Тут Родим неожиданно осекся. Торир оглянулся, а Параксева рядом стоит, слушает. И как сумела подойти так тихо, что и половица не скрипнула? Чем-то взволнована была княгиня, на сына глянула хмуро, но вдруг засуетилась, стала его обхаживать, а варягу велела идти, дескать, устал князь, хворый еще, пусть поспит.

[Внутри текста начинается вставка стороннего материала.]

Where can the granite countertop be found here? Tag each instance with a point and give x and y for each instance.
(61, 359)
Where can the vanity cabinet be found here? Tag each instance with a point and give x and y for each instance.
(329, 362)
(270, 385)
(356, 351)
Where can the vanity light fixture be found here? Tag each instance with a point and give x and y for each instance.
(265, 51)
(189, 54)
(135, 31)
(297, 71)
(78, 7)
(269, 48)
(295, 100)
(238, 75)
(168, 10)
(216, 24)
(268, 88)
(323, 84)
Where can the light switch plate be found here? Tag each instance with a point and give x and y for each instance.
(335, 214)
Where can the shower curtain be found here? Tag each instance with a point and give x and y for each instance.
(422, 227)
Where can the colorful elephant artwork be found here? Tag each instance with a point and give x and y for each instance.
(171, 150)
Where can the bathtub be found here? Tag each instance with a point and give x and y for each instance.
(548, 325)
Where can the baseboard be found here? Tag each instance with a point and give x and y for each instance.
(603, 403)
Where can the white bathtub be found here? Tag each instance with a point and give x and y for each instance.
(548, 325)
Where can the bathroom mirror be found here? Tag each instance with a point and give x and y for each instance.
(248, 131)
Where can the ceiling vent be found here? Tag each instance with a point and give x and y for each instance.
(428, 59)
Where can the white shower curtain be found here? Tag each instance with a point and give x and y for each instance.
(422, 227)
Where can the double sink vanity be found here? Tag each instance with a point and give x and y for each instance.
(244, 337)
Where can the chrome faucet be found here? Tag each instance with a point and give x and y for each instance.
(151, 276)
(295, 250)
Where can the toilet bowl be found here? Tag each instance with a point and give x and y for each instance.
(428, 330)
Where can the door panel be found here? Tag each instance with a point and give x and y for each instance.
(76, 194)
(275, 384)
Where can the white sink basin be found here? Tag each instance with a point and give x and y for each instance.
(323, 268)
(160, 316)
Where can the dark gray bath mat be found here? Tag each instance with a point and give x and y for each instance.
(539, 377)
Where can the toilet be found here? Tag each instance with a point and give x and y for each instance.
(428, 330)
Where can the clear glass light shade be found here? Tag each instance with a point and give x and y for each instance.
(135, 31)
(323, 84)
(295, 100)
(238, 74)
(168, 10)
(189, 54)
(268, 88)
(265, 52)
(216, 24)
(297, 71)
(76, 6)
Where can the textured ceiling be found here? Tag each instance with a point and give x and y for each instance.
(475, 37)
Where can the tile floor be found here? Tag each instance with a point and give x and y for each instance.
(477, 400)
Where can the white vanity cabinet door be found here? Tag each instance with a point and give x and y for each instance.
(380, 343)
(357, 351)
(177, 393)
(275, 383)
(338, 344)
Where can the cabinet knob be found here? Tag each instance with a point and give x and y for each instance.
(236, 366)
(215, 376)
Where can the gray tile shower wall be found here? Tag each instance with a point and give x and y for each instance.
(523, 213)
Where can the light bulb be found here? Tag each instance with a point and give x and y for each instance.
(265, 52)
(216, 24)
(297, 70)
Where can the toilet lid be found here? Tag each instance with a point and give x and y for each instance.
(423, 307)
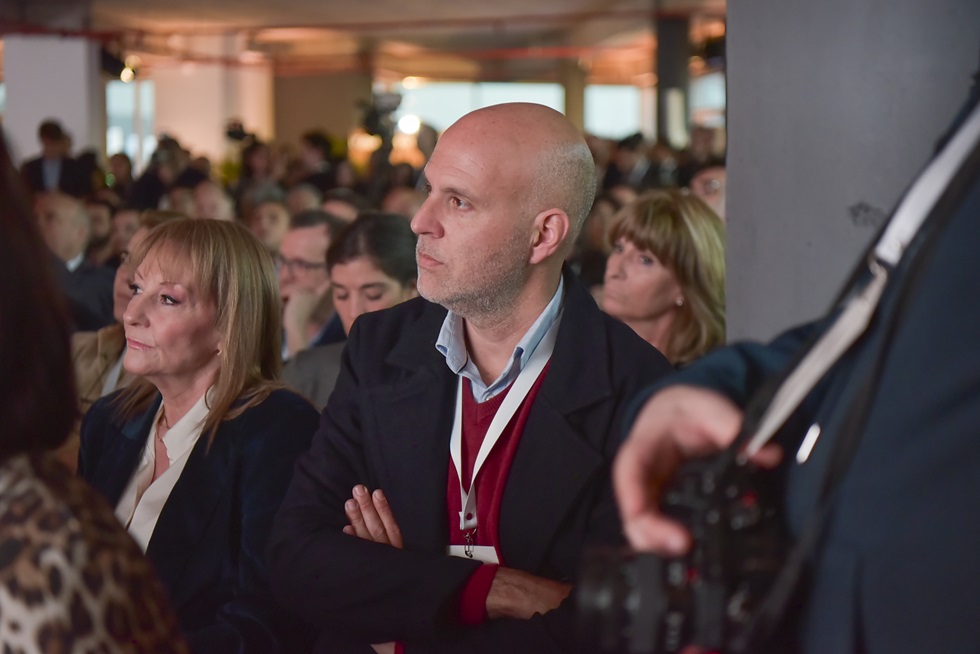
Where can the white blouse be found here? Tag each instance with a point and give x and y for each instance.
(143, 500)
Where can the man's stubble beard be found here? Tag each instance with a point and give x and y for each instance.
(487, 295)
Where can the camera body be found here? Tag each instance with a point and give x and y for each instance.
(646, 604)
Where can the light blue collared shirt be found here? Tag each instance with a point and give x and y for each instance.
(452, 345)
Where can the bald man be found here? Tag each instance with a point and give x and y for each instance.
(462, 462)
(66, 228)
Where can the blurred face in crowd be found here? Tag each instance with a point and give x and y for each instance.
(302, 198)
(709, 185)
(302, 259)
(211, 202)
(270, 222)
(638, 287)
(100, 217)
(171, 335)
(122, 284)
(260, 161)
(64, 225)
(359, 286)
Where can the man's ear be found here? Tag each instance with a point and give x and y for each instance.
(551, 229)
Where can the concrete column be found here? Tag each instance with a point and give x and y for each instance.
(673, 79)
(827, 128)
(196, 99)
(573, 82)
(53, 77)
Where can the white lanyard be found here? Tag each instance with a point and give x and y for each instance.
(515, 397)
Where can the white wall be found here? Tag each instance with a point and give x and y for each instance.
(832, 108)
(52, 77)
(195, 100)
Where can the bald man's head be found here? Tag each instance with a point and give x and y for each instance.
(549, 158)
(509, 187)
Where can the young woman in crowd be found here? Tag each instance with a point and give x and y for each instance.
(71, 580)
(372, 266)
(196, 453)
(665, 276)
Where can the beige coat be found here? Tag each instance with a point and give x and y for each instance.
(94, 354)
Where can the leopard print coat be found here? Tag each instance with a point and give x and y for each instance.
(71, 579)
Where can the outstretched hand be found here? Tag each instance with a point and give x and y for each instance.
(676, 424)
(371, 518)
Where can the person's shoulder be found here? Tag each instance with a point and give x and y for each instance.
(313, 358)
(277, 401)
(413, 317)
(51, 511)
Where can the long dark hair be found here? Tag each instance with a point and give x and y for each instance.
(37, 386)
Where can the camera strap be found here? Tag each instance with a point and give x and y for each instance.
(959, 172)
(916, 206)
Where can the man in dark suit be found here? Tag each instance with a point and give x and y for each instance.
(895, 567)
(54, 170)
(66, 229)
(484, 417)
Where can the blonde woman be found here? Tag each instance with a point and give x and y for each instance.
(195, 455)
(665, 276)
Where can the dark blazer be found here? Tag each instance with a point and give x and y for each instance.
(898, 569)
(208, 545)
(387, 425)
(313, 372)
(72, 179)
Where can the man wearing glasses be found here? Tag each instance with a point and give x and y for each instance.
(308, 317)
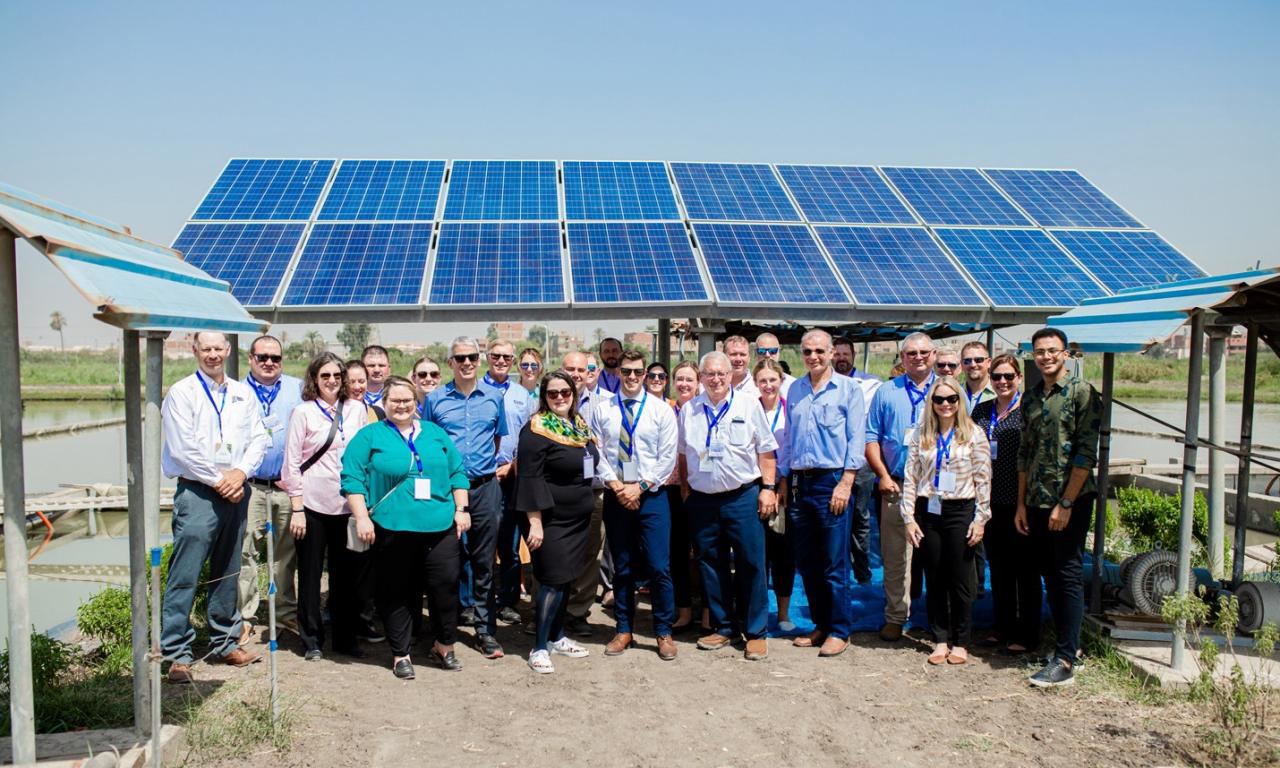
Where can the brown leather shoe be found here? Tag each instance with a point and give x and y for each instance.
(181, 673)
(237, 658)
(713, 641)
(891, 632)
(810, 640)
(620, 644)
(666, 648)
(833, 647)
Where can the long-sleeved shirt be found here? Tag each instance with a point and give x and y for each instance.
(309, 429)
(193, 429)
(275, 403)
(970, 462)
(827, 425)
(653, 443)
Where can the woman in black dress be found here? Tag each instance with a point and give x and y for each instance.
(553, 488)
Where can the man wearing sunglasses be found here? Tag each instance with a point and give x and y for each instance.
(476, 420)
(895, 415)
(636, 435)
(277, 397)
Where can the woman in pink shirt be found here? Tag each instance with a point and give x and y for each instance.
(319, 432)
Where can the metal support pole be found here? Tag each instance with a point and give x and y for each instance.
(21, 699)
(1242, 479)
(1189, 439)
(137, 525)
(1216, 466)
(1100, 521)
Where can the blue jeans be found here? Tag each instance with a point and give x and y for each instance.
(640, 543)
(821, 542)
(722, 522)
(205, 526)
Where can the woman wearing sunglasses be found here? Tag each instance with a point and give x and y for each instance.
(1015, 581)
(553, 489)
(946, 503)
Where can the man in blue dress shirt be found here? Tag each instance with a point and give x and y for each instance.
(828, 417)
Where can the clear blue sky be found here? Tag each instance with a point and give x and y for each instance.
(129, 110)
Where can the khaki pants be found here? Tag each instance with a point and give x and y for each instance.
(255, 548)
(896, 557)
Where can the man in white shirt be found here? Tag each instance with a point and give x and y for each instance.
(638, 438)
(726, 449)
(214, 440)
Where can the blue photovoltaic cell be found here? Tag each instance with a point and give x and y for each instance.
(1020, 268)
(1127, 259)
(252, 257)
(618, 191)
(1061, 199)
(954, 196)
(844, 195)
(384, 191)
(767, 264)
(634, 263)
(498, 264)
(896, 265)
(507, 190)
(265, 190)
(361, 264)
(728, 192)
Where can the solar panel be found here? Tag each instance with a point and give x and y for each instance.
(896, 265)
(767, 263)
(731, 192)
(252, 257)
(361, 264)
(954, 196)
(384, 191)
(502, 190)
(1020, 268)
(618, 191)
(844, 195)
(487, 264)
(1127, 259)
(634, 263)
(1061, 199)
(265, 190)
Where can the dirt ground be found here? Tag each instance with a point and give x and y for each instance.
(877, 704)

Торир вышел. Что ж, задуманное сделано, а провести еще ночь в Елани - храни боги. Притомила его ненасытной страстью стареющая Параксева, да и дела торопили. Поэтому варяг сразу пошел на конюшню, стал седлать верного Малагу. Конь у него был редкостный: легкий, стройный, выносливый, - такие на вес серебра ценились. И масть у Малаги особая, игреневая - по темно-бурому фону ассыпаны светлые яблоки пятен, грива и хвост почти белые.

Торир уже выводил коня, когда увидел Параксеву.

- Никак едешь уже, Торирко? Пошто к ночи собрался? Вот утречка бы, по солнышку и тронулся.

Но Торир отказался. И так ведь задержался дольше положенного. Да и от мысли провести еще ночь с жадной до ласк немолодой княгиней едва не оторопь брала. Но вслух лишь отшучивался весело, даже ущипнул Параксеву за пухлый бок.

- Что же, езжай, - молвила княгиня. - У тебя ведь путь дальний, до самого Киева. Думаешь, сможешь при князьях-то устроиться? Опасное ты задумал, Торирко. Но совета доброго послушай; от скакуна своего отделайся. Одинокий путник ни для кого не приметен, а вот конь твой всякому в глаза бросится. Знатный у тебя конь, впору самому кагану Хазарскому на таком ездить. Вот и полетит легкокрылая молва, что ездит по лесам пришелец неведомый на коне ярком, пятнистом. Так весть и до самого Аскольда Киевского дойти может. И уж он-то призадумается, не прост он, знай. А что про тебя дознается - не сомневайся. Он потому и Киев за собой смог удержать, что умом боги его не обидели.